断水看了眼秦艽的状态,“属下立刻去。”
姳月扶着秦艽回到屋内躺下,看她痛的冷汗淋漓,手忙脚乱的问:“我,我现在要做什么。”
秦艽急促喘着气,手指向柜子,“那里有我提前开好的方子,让人去煎了,再烧些水,要多。”
姳月一一记下,连忙出去吩咐人去准备,做完又跑回到床边,陪着秦艽。
听着她痛苦的呻吟声,姳月急得团团转,不住看向屋外,稳婆怎么还没来。
终于看到断水带了人出现在庭中。
除了产婆,来得还有叶汐。
产婆听着秦艽的痛声,利落的挽了袖子进去接生。
姳月看着叶汐又惊又喜,“三妹妹!”
叶汐没想到还能再见姳月红着眼眶,哽咽低语,“嫂嫂,我以为,我以为你出事了。
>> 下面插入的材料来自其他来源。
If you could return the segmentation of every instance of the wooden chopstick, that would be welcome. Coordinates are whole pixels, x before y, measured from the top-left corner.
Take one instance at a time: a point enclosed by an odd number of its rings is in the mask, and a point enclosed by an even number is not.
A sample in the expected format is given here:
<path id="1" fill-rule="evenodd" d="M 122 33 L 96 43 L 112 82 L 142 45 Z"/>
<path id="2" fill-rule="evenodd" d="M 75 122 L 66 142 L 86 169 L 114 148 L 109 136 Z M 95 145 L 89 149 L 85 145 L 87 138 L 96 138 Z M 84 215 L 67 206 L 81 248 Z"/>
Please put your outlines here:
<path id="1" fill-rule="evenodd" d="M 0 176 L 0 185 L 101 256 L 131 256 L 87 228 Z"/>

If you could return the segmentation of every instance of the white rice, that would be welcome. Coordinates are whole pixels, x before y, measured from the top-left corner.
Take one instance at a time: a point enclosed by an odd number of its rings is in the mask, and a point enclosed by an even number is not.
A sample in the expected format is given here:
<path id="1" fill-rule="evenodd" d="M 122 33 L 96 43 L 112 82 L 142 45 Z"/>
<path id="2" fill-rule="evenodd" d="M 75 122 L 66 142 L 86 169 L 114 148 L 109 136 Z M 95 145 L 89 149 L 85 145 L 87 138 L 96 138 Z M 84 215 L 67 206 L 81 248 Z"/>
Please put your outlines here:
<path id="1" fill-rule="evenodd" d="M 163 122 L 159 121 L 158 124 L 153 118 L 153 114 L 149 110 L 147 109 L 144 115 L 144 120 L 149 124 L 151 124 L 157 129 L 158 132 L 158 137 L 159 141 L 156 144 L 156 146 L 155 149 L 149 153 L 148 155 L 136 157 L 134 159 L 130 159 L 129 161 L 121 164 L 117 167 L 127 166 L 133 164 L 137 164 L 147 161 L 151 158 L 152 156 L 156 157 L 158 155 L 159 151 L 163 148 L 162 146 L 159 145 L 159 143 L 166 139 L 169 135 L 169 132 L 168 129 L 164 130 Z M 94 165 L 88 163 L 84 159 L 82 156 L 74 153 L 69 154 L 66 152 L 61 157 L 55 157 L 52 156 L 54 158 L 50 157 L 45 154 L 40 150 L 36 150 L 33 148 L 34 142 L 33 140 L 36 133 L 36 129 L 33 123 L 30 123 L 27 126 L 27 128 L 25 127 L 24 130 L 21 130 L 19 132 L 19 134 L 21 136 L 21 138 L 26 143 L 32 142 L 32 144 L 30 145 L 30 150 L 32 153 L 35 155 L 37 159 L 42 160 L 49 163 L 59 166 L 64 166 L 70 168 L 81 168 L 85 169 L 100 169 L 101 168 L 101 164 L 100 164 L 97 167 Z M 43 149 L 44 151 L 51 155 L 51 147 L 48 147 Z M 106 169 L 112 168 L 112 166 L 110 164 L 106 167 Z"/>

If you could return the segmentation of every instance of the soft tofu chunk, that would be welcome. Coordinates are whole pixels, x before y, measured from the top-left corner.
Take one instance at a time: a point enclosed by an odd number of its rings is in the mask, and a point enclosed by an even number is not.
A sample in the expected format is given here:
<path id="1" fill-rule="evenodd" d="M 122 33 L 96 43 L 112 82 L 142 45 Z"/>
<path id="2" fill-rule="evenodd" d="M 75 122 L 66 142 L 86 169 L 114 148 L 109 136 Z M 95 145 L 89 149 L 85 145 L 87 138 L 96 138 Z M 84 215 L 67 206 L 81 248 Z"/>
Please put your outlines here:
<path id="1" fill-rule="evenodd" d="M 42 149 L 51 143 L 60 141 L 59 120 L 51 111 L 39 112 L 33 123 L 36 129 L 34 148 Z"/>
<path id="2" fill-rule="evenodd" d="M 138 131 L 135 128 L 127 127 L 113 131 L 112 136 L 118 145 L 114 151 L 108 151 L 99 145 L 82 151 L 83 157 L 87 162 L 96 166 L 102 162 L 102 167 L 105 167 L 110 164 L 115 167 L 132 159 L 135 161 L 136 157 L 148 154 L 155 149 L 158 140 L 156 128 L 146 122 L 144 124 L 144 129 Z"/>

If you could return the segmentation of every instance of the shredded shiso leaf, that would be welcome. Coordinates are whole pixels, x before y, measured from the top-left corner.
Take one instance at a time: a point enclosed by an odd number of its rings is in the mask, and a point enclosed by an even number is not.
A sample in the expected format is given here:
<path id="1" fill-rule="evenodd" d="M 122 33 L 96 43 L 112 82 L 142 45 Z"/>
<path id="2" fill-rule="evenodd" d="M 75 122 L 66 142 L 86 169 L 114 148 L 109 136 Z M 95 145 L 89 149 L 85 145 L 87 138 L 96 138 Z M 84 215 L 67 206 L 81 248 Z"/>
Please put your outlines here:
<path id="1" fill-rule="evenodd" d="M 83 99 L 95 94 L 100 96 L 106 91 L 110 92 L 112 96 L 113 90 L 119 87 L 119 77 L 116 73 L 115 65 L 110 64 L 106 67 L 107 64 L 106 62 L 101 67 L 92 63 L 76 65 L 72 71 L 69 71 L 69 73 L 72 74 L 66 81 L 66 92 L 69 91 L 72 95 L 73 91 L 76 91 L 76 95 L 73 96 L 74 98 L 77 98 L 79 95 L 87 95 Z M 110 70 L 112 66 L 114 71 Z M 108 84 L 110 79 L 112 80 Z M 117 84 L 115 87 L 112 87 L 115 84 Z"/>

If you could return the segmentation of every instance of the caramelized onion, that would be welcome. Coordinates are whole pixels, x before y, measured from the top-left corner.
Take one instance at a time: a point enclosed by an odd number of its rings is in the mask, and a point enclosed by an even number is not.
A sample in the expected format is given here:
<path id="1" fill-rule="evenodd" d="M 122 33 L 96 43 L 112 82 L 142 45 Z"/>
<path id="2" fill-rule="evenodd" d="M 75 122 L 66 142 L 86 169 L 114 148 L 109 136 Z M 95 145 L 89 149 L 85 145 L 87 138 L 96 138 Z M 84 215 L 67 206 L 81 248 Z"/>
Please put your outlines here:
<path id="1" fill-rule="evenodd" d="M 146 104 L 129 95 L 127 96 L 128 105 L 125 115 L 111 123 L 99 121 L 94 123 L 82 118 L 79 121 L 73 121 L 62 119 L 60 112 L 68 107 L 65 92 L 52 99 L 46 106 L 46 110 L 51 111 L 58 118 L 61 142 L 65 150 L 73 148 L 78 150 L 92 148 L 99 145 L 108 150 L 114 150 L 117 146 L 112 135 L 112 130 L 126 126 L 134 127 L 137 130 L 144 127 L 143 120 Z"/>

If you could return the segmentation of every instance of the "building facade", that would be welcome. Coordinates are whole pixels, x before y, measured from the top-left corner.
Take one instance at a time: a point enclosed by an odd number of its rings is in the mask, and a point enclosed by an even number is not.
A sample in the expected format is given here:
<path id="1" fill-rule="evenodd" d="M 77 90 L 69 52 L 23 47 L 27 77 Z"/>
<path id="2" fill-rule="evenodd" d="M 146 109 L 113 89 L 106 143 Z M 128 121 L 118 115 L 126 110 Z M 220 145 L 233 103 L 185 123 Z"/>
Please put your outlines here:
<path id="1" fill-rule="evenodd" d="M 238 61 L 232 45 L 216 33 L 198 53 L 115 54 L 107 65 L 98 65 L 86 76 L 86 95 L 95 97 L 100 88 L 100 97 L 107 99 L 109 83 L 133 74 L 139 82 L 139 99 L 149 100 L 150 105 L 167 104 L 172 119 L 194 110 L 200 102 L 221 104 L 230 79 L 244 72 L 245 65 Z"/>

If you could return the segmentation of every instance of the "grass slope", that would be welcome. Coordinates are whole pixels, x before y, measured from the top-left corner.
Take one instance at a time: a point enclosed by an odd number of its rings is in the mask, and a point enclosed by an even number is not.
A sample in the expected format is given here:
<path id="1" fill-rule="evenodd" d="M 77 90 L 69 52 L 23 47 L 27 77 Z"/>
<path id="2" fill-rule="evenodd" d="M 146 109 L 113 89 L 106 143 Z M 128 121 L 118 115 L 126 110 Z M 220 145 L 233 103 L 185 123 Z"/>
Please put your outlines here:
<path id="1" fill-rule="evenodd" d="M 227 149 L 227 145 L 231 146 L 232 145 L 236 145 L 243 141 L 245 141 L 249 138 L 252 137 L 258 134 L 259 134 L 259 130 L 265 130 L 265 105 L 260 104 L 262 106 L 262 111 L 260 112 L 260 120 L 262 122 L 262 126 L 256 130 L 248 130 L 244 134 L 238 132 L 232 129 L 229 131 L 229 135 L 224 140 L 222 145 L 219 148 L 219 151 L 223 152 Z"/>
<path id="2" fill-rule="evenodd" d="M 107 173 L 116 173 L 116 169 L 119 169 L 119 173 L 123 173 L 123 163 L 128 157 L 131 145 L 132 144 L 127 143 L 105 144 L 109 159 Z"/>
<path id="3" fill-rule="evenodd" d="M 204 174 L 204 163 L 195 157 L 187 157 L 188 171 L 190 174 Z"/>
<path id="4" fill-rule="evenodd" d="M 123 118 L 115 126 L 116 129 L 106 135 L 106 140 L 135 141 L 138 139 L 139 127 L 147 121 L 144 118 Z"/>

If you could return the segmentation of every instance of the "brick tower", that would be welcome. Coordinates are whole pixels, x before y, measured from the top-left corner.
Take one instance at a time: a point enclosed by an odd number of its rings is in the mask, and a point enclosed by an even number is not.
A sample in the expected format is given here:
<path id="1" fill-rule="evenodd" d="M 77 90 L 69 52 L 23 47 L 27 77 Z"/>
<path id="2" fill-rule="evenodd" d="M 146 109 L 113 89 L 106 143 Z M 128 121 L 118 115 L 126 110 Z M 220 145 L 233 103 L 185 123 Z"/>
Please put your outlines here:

”
“我没事。”姳月摇头,“你呢?你怎么会来的。”
断水解释说:“世子担心秦姑娘生产有意外,三姑娘同医术,所以命属下将人带来。”
“原来是这样。”姳月心都定了许多。
断水有意无意的看了叶汐一眼,叶汐看出他眼神的意思。
三日前,死去的二哥突然出现,她即惊又怕,二哥以需要之名将她带走,同时又让人给徐如年送去她的手首饰。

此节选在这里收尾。